Since Pep Guardiola has taken charge as manager of Manchester City in the Premier League back in 2016, he’s collected a total of ten trophies across all competitions. He’s won three Premier League titles, one FA Cup, two Community Shields, and three EFL cups. The Champions League title is the only piece of silverware he has gotten his hands on as City boss, though they were runners up last time around, having lost the final to Thomas Tuchel’s Chelsea side. At Bayern Munich, Guardiola collected three Bundesliga titles, two DFB-Pokals, a UEFA Supercup, and a FIFA Club World Cup title.
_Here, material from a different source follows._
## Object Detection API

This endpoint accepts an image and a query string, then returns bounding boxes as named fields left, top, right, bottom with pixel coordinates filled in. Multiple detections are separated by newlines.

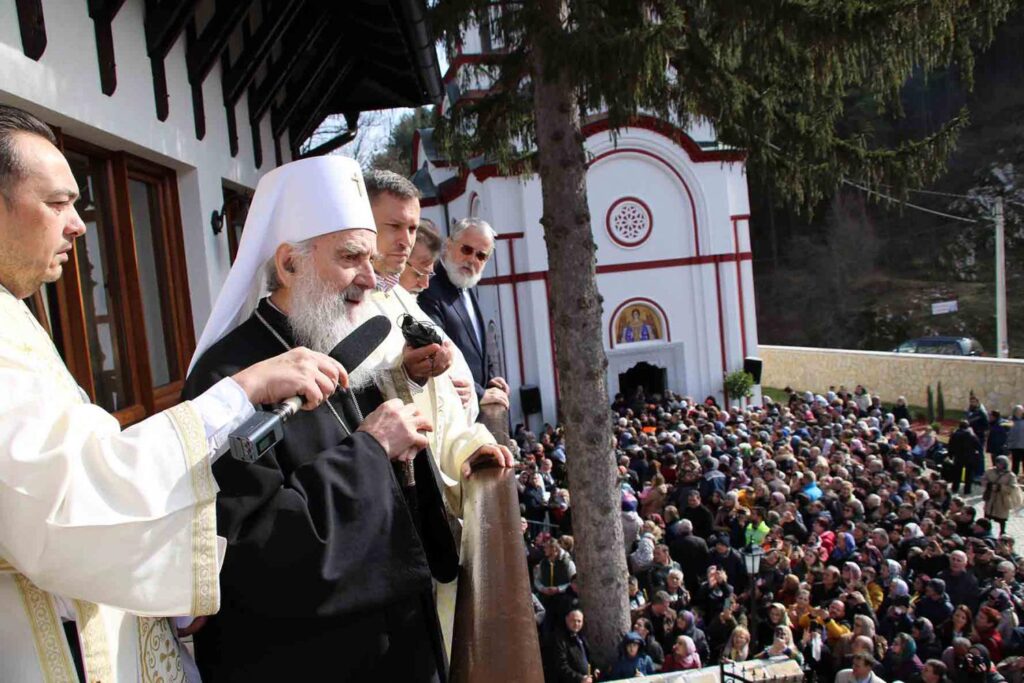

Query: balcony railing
left=450, top=405, right=544, bottom=683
However, in a recent press conference, the manager revealed that it means more winning titles at City than it did at the previous clubs he managed (Evening Standard).
“When you are at Manchester City, I promise, you realize nobody helps you. No-one. Everything we have done, we’ve done it. That’s why I’m so satisfied. When you’re in a higher club, big clubs, I understand. Here — no. What we win, we do it. I know it perfectly. That’s why all the titles I won before is because I was at big clubs. Absolutely [it means more at City]. The pleasure is higher,” Guardiola said in the press conference after City’s 4-1 win over Club Brugge. In the same match day, RB Leipzig drew 2-2 with Paris Saint-Germain at the RedBull Arena, which gave City some breathing room at the top of Group A.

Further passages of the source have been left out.